Я сделаю… вели дать.

— Что ты? С ума сошел? Кто тебя пустит? У тебя и на лестнице голова кружится, — заговорили с разных сторон.

— Это подло, что мы оставили одного Долохова жертвовать жизнью. Я выпью, давай бутылку рому! — закричал Пьер, решительным и пьяным жестом ударяя по столу, и полез в окно. Его схватили за руки и отвели в другую комнату. Но Долохов не мог идти; его отнесли на диван и облили ему голову холодною водой.

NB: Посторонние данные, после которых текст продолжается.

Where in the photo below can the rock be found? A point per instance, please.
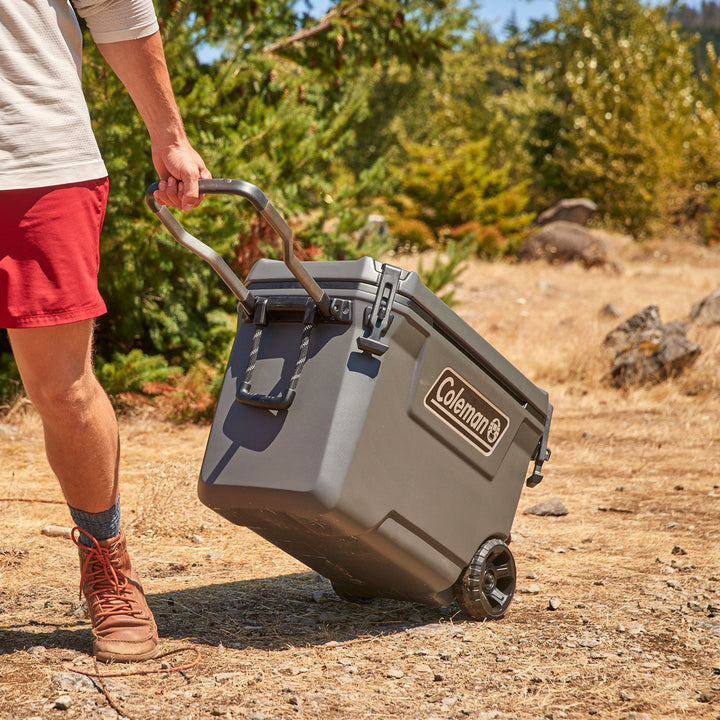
(562, 242)
(611, 310)
(646, 350)
(574, 210)
(68, 682)
(707, 311)
(553, 507)
(63, 702)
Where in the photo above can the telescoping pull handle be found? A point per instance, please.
(224, 186)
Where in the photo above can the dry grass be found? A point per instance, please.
(635, 563)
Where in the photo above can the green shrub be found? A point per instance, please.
(445, 270)
(412, 235)
(130, 372)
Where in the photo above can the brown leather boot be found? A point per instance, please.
(123, 626)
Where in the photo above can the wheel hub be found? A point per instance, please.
(489, 580)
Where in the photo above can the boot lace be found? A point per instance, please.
(107, 588)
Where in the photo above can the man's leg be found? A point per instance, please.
(81, 440)
(81, 435)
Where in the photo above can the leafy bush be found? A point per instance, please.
(132, 371)
(445, 270)
(412, 235)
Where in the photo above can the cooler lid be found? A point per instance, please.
(413, 294)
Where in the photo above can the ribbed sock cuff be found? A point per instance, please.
(102, 526)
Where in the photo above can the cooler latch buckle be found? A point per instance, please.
(378, 319)
(541, 454)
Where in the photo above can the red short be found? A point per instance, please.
(49, 254)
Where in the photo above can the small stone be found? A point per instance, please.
(553, 507)
(611, 311)
(63, 702)
(67, 681)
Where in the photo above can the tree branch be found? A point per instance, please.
(323, 25)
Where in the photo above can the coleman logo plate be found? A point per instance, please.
(465, 410)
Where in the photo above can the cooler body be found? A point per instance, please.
(392, 464)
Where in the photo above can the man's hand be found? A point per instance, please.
(140, 65)
(179, 168)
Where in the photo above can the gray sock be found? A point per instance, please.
(101, 526)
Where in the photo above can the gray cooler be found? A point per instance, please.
(367, 430)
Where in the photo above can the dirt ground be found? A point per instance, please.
(633, 569)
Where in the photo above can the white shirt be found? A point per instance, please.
(45, 133)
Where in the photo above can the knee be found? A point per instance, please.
(65, 395)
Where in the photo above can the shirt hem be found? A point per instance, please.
(49, 177)
(127, 34)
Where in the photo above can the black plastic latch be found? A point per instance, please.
(378, 318)
(542, 454)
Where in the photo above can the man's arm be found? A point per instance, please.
(140, 65)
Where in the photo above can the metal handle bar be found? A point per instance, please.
(224, 186)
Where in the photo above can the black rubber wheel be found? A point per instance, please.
(486, 587)
(348, 596)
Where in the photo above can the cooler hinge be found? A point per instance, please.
(377, 319)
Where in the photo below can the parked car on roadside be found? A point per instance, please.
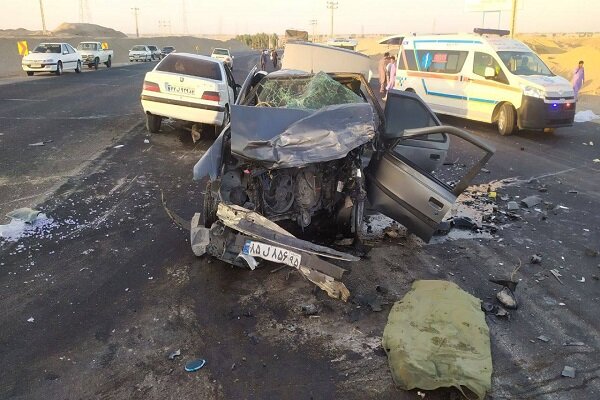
(155, 51)
(188, 87)
(52, 57)
(304, 151)
(165, 51)
(223, 55)
(93, 54)
(140, 53)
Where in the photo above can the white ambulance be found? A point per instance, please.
(485, 77)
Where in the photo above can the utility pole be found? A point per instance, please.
(135, 12)
(43, 18)
(313, 22)
(513, 19)
(332, 5)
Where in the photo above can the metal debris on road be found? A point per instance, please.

Кто-то хотел ехать домой, кто-то предложил ехать не домой, а всем вместе куда-то еще: Пьер более всех настаивал на том, чтоб ехать. Надели плащи и поехали. Англичанин уехал домой, а Долохов полумертвым, бесчувственным сном заснул на диване у Анатоля.

XIII

Князь Василий исполнил обещание, данное им на вечере у Анны Павловны пожилой даме, просившей его о своем единственном сыне Борисе. О нем было доложено государю, и, не в пример другим, он был переведен в гвардии Семеновский полк прапорщиком. Но адъютантом или состоящим при Кутузове Борис так и не был назначен, несмотря на все хлопоты и происки Анны Михайловны. Вскоре после вечера Анны Павловны Анна Михайловна вернулась в Москву, прямо к своим богатым родственникам Ростовым, у которых она стояла в Москве и у которых с детства воспитывался и годами живал ее обожаемый Боренька, только что произведенный в армейские и тотчас переведенный в гвардейские прапорщики. Гвардия уже вышла из Петербурга 10 августа, и сын, оставшийся для обмундирования в Москве, должен был догнать ее по дороге в Радзивилов.

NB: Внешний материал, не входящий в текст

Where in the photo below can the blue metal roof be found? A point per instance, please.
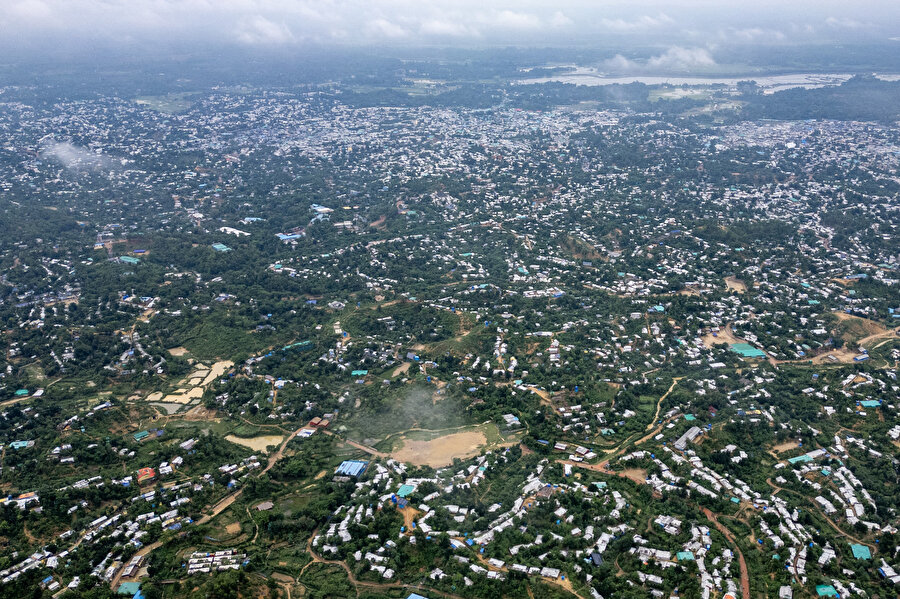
(352, 467)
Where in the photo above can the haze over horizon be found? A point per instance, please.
(687, 35)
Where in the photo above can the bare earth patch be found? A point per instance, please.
(786, 446)
(723, 335)
(256, 443)
(636, 474)
(402, 369)
(441, 451)
(736, 285)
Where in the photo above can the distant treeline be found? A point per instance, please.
(862, 98)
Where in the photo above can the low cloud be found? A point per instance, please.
(642, 23)
(259, 30)
(753, 34)
(76, 158)
(675, 58)
(845, 23)
(382, 28)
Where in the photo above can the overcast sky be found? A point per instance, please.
(689, 24)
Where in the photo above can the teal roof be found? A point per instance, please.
(129, 588)
(747, 350)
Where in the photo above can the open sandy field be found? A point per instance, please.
(402, 369)
(735, 284)
(786, 446)
(193, 385)
(636, 474)
(256, 443)
(441, 451)
(724, 335)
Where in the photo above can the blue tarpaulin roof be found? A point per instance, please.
(352, 467)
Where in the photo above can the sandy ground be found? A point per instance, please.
(636, 474)
(409, 515)
(786, 446)
(735, 284)
(402, 369)
(200, 413)
(441, 451)
(193, 385)
(724, 336)
(256, 443)
(170, 408)
(873, 335)
(217, 370)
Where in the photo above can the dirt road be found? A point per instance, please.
(219, 507)
(745, 573)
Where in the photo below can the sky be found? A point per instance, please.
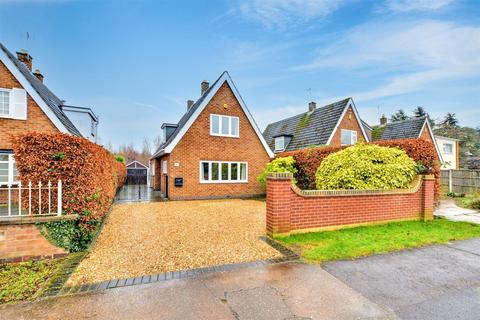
(136, 63)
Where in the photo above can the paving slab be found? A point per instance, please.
(281, 291)
(416, 283)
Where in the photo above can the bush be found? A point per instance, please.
(90, 176)
(283, 164)
(366, 167)
(421, 151)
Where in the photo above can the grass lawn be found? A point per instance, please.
(362, 241)
(28, 280)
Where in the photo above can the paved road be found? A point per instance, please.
(437, 282)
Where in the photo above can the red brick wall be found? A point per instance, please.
(197, 144)
(36, 119)
(288, 211)
(23, 241)
(349, 122)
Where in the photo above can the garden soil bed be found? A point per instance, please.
(147, 238)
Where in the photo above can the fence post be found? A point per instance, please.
(450, 183)
(59, 198)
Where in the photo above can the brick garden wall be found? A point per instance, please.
(291, 210)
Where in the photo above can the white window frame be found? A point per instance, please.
(353, 136)
(451, 148)
(229, 180)
(10, 104)
(11, 164)
(277, 140)
(230, 119)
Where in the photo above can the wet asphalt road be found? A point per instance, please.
(437, 282)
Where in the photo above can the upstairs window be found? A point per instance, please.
(4, 102)
(279, 143)
(447, 148)
(348, 137)
(225, 126)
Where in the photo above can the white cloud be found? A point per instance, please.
(416, 5)
(411, 56)
(281, 13)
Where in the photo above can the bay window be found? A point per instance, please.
(223, 172)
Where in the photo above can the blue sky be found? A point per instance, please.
(137, 62)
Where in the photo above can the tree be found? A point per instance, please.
(419, 112)
(450, 120)
(400, 115)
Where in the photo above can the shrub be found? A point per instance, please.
(90, 176)
(366, 167)
(282, 164)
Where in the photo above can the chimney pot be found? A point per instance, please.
(37, 73)
(204, 86)
(383, 120)
(26, 58)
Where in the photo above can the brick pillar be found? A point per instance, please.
(428, 194)
(279, 192)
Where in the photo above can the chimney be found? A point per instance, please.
(204, 86)
(383, 120)
(38, 74)
(24, 57)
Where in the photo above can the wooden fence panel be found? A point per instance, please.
(461, 181)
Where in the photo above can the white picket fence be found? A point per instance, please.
(12, 197)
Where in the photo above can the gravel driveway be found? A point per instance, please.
(146, 238)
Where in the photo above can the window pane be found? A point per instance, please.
(345, 137)
(234, 126)
(214, 170)
(215, 124)
(205, 167)
(234, 171)
(243, 171)
(225, 125)
(224, 171)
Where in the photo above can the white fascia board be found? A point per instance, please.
(224, 78)
(359, 121)
(32, 92)
(427, 123)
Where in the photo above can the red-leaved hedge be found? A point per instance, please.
(308, 160)
(90, 174)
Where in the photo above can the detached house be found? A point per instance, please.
(216, 149)
(26, 105)
(335, 124)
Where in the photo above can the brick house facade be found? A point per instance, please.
(199, 160)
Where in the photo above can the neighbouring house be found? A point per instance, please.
(335, 124)
(413, 128)
(216, 149)
(137, 173)
(450, 150)
(27, 105)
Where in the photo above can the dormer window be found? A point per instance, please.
(279, 143)
(224, 126)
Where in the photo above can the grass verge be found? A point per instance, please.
(28, 280)
(363, 241)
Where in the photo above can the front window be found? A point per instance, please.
(225, 126)
(8, 169)
(348, 137)
(447, 148)
(4, 102)
(223, 172)
(279, 143)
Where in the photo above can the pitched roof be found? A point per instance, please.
(306, 129)
(406, 129)
(192, 113)
(48, 97)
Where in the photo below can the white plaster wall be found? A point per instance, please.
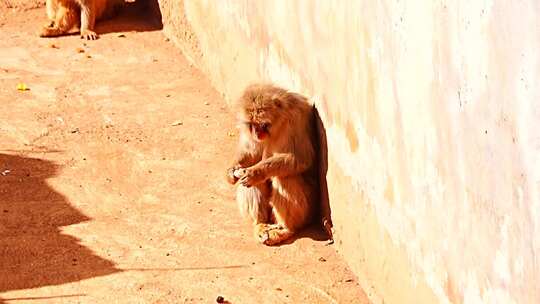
(432, 109)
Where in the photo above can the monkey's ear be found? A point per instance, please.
(276, 99)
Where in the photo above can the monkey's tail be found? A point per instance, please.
(322, 155)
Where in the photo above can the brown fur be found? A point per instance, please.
(64, 15)
(278, 173)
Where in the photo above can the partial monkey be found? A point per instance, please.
(65, 15)
(275, 167)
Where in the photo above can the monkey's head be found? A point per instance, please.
(261, 111)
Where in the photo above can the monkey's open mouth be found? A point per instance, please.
(261, 135)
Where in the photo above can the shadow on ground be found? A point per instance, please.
(33, 250)
(138, 16)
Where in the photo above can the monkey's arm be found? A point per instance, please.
(282, 164)
(243, 160)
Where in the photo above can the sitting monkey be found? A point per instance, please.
(276, 162)
(64, 15)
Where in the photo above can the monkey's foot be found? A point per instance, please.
(50, 32)
(272, 234)
(49, 24)
(89, 35)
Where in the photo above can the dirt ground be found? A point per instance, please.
(112, 184)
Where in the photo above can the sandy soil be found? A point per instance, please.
(111, 184)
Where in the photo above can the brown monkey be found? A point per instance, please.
(275, 166)
(64, 15)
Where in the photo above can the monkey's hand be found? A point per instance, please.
(252, 177)
(234, 173)
(88, 35)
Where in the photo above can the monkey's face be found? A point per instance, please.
(259, 131)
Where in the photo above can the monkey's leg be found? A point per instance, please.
(65, 19)
(253, 202)
(291, 209)
(51, 12)
(88, 20)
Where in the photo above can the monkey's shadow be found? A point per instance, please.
(34, 252)
(138, 16)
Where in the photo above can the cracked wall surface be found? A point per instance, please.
(433, 124)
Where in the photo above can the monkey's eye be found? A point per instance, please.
(265, 126)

У Ростовых были именинницы Натальи — мать и меньшая дочь. С утра, не переставая, подъезжали и отъезжали цуги, подвозившие поздравителей к большому, всей Москве известному дому графини Ростовой на Поварской. Графиня с старшей дочерью и гостями, не перестававшими сменять один другого, сидели в гостиной. Графиня была женщина с восточным типом худого лица, лет сорока пяти, видимо, изнуренная детьми, которых у ней было двенадцать человек. Медлительность ее движений и говора, происходившая от слабости сил, придавала ей значительный вид, внушавший уважение. Княгиня Анна Михайловна Друбецкая, как домашний человек, сидела тут же, помогая в деле принимания и занимания разговором гостей. Молодежь была в задних комнатах, не находя нужным участвовать в приеме визитов. Граф — встречал и провожал гостей, приглашая всех к обеду.

— Очень, очень вам благодарен, моя милая или мой милый (mа chPre или mоn cher он говорил всем без исключенья, без малейших оттенков, как выше, так и ниже его стоявшим людям) за себя и за дорогих именинниц. Смотрите же, приезжайте обедать. Вы меня обидите, мой милый. Душевно прошу вас от всего семейства, моя милая.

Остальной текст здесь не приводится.